I have a list of tuples (tuples_list). I want to perform a map operation on it, but part of the map operation requires information from a pretty big matrix (matrix). No writes to the matrix, just reads. This is a scipy compressed sparse row matrix (csr_matrix).
So the map function might look something like:
def map_function(list_element, matrix):
info = get_element_specific_info_from_matrix(list_element, matrix)
new_element = get_new_element(info)
return new_element
Here's a high-level summary of what my code's doing:
from pyspark import SparkContext
sc = SparkContext("local", "Process Name")
matrix = ...
tuples_list = ...
...
tuples_list = sc.parallelize(tuples_list)
results_list = tuples_list.map(lambda tup: map_function(tup, matrix))

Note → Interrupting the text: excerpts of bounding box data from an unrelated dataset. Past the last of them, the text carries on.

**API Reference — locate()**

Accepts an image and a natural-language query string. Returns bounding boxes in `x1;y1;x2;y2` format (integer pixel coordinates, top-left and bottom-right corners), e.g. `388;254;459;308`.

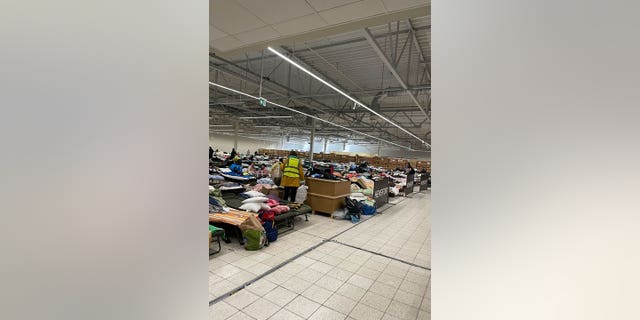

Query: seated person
229;157;242;176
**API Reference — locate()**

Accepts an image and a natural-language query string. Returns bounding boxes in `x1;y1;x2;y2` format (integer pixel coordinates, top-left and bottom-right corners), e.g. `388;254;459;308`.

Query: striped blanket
209;211;258;226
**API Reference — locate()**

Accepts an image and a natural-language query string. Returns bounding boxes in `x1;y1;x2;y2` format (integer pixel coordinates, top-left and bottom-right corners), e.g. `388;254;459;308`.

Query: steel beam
364;28;429;117
407;19;431;82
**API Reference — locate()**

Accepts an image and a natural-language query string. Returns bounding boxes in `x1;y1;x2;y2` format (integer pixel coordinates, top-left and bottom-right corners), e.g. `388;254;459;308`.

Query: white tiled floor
209;192;431;320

results_list = results_list.collect() # error happens here
The problem is, I keep running into heap / memory issues, and I suspect it's because the Spark driver is making copies of that matrix to pass around to its workers:
py4j.protocol.Py4JJavaError: An error occurred while calling z:org.apache.spark.api.python.PythonRDD.readBroadcastFromFile.
: java.lang.OutOfMemoryError: Java heap space
I can't pass in a subset of that matrix, unfortunately. No assumptions can be made about what data the element needs from the matrix.
What I'd like to know:
- How can I verify whether or not copies are made of that matrix?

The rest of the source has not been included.